It irritates me no end, when –
– he leaves the toilet seat wet
– he potters around the house, picking up stuff to clean, set right, move around
– he rummages through the fridge wondering why there is still left over food, why the fish bought weeks ago is still uncooked
– he walks through every store in a mall before buying something or sometimes deciding against buying anything at all
It irritates him no end, when –
– I leave my day clothes hanging around for days without giving them for a wash or putting them away to wear another day
– I laze around the house, especially on weekends not wanting to go out or do anything
– I don’t take the initiative to keep the house clean or fridge stocked rightly, when I look clueless if he asks if we need to buy grocery
– I would rather read a book, play Sudoku, watch television than wanting to simply go window shopping or going to the mall or visiting relatives
Yet we’ve been married for 10 years now. We’ve both come to accept each other’s drawbacks. We’ve learnt to ignore some of these, make some adjustments (like I simply use toilet paper to clean the toilet seat instead of screaming at him / he decides what we should do over a weekend instead of leaving it to me) and we push ourselves to do certain things even if we still hate them – just because the other person wants to do them.
We share and update each other about different aspects of our lives but yes, there are still things which we don’t openly discuss as they might have adverse effect on each other, which we feel will hurt the other person, which is painful to even express.

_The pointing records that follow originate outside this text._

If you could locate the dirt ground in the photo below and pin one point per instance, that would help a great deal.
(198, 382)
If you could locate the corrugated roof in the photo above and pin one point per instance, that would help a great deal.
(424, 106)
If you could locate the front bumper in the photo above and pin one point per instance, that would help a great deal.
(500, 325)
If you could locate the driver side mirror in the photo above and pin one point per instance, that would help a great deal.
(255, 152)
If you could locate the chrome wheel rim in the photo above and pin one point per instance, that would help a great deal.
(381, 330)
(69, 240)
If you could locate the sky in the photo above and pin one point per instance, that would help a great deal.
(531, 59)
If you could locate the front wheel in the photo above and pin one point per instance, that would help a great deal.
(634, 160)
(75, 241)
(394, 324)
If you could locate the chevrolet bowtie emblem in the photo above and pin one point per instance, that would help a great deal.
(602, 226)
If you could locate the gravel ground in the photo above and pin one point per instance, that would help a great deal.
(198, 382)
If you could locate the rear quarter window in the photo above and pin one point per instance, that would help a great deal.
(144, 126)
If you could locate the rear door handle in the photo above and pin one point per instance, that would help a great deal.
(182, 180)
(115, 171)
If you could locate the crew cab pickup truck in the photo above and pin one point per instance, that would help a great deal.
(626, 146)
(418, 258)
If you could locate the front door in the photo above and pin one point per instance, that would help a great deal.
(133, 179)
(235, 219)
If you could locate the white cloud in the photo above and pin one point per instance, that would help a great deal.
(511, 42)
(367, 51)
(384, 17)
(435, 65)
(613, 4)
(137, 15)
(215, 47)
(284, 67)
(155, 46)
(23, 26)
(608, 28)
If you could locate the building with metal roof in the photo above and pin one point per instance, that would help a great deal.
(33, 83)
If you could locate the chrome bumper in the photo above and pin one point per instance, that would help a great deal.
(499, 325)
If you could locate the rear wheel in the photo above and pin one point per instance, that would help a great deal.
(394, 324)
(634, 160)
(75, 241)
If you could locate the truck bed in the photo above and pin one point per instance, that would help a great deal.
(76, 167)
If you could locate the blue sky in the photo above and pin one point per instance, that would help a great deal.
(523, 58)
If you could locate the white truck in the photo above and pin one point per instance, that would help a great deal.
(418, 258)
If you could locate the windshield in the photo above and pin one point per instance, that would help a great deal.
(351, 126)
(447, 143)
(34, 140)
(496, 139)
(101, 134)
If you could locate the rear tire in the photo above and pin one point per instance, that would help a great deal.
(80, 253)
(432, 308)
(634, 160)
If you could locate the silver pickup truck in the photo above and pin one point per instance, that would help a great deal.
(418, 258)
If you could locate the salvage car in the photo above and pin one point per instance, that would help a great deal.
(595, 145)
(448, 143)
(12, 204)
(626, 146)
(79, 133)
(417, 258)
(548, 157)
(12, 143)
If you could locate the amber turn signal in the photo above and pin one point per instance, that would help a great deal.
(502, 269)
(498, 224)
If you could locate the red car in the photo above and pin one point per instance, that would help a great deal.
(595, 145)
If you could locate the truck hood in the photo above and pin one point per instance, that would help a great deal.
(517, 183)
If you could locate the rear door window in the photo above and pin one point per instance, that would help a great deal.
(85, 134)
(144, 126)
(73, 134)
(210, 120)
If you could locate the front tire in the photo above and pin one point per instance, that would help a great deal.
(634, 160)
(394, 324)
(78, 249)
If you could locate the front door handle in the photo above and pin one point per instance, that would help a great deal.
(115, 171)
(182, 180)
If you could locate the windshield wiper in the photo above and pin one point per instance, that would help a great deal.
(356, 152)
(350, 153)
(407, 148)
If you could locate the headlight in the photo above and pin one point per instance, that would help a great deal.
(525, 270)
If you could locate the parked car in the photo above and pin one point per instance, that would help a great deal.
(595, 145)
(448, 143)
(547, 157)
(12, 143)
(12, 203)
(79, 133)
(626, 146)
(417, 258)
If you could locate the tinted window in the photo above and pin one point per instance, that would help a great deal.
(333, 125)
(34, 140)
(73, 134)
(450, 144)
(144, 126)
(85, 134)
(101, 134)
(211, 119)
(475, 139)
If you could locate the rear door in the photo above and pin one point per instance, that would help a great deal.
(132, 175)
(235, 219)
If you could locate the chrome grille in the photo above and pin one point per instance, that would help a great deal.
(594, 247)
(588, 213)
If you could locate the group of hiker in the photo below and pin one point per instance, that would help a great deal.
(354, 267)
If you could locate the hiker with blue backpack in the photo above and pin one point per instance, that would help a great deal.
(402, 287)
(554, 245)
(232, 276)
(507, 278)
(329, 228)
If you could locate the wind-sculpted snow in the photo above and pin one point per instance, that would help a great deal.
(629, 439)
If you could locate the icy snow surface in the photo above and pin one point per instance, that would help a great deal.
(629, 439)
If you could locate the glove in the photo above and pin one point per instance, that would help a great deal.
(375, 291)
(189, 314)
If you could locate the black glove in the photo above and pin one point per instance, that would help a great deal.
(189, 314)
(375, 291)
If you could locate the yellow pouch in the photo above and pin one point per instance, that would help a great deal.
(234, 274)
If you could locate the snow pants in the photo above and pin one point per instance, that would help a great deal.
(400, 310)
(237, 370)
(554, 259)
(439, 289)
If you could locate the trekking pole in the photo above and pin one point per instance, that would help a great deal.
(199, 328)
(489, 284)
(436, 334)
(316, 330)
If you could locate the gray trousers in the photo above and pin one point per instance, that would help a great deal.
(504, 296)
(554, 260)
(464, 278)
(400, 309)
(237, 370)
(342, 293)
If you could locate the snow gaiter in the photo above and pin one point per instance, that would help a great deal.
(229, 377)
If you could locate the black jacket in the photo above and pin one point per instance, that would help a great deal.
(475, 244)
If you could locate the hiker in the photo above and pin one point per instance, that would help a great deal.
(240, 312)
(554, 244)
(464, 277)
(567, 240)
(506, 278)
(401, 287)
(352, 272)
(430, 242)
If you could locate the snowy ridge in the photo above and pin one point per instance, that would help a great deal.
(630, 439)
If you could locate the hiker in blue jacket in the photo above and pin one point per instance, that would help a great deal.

Over the years there have been some unvoiced expectations that hurt and made us angry, we’ve even had huge arguments without expressing ourselves clearly. Sometimes the communication has been good, sometimes its backfired.
Our expectation of each other has also undergone a change – or perhaps we’ve just come to know each other well enough to sometimes accept that certain expectations are useless to have! Some are no longer expectations as we know that’s how we will respond and react while for others we have come to accept and respect our different points of view.